1. Educate Customers

 

You should be doing everything you can to keep someone’s business after initially earning it, and to keep it as long as possible. One thing you can do is to appraise customers of all the features of your product. Make sure the materials that accompany your product accurately represent all of the things it’s capable of. If your product is complex, YouTube videos can be a great way of showing customers how to use it. Otherwise, you risk them becoming frustrated and abandoning your company to seek out a product that’s simpler. You should also emphasize what advantages your product has over competitors to minimize brand switching.

2. Make It Easy for Online Customers to Save Information

 

Online shoppers are frustrated when they have to repeat the checkout process at a site they’ve bought from before. Letting them choose to save their information for future purchases can eliminate this hassle and keep them from jumping ship. A checkbox allowing customers to save their billing and shipping info is easy to add to your checkout and will increase your conversions in no time. By the same token, you should also make it so that customers aren’t required to make an account to check out of your store, as this is another source of frustration.
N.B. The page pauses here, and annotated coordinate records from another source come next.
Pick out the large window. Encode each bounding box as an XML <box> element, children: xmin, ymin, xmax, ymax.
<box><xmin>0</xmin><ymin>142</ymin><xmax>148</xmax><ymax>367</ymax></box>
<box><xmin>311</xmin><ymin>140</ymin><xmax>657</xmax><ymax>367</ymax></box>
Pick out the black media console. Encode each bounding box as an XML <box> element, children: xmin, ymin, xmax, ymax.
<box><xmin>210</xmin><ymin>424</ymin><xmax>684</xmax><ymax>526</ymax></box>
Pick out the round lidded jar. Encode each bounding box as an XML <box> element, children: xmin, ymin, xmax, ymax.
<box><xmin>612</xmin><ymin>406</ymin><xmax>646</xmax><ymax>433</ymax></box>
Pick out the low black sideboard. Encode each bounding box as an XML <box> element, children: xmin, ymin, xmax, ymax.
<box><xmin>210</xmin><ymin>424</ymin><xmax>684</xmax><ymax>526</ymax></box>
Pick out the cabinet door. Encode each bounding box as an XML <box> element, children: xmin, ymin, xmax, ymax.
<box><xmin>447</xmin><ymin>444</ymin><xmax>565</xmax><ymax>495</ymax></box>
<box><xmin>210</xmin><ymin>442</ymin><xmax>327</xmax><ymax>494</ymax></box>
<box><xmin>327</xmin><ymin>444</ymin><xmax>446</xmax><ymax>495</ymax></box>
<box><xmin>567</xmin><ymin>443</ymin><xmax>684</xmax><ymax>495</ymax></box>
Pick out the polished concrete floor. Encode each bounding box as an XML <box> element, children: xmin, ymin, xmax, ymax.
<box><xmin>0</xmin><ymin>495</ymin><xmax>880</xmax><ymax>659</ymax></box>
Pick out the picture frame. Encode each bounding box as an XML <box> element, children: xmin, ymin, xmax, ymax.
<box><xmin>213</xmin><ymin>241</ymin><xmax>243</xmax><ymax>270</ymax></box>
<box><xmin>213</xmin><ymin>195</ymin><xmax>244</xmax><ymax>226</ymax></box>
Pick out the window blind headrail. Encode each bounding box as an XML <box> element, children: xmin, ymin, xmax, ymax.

3. Reward Loyal Patrons (But Minimize Expenditure)

 

Another way to retain customers is to recognize them for their allegiance to your brand. People like to feel like a part of something, and loyalty and rewards programs have a proven track record of increasing customer retention rates. Giving customers a free product after their fifth purchase, shouting them out on social media, or streamlining their ordering process is a great way of earning their trust and continued business. It’s important that you track and manage your expenditure on such efforts, though: if your loyalty program is costing you more money than it’s earning you, take a second look at what types of rewards you’re doling out. Sending a congratulatory email costs a lot less than giving out a free product, and can have the same effect on customer value if executed correctly.

4. Implement A Save Team

 

A save team is a department whose goal is to retain customers who are on the verge of canceling their service. While this department ostensibly exists to help customers with the cancellation process, their real goal is to change the customer’s mind and pull them back from the brink of cancellation. Train this team to offer incentives for customers to remain with your company, ideally with a tiered system that offers more incentives for customers with a higher value. Of course, if a customer is insistent on canceling, you should let them. But you’ll be surprised how many people change their minds when offered a discount or another reward for staying with you.

5. Offer Short-Term Discounts

 

People respond to a sense of urgency. A discount that only lasts for a few days has the potential to attract new customers as well as incite former customers to return to the fold to take advantage of the offer. Uploading an attractive graphic promoting your discount to social media and emailing your subscribers is a great way to spread the word, and you could see many of these customers sticking with your company if they have a positive experience.

The higher an individual customer’s lifetime value, the more energy and time you should invest in maintaining the relationship. But it’s not a fixed amount, by any means. Try the suggestions above to raise the average customer lifetime value and increase your profits.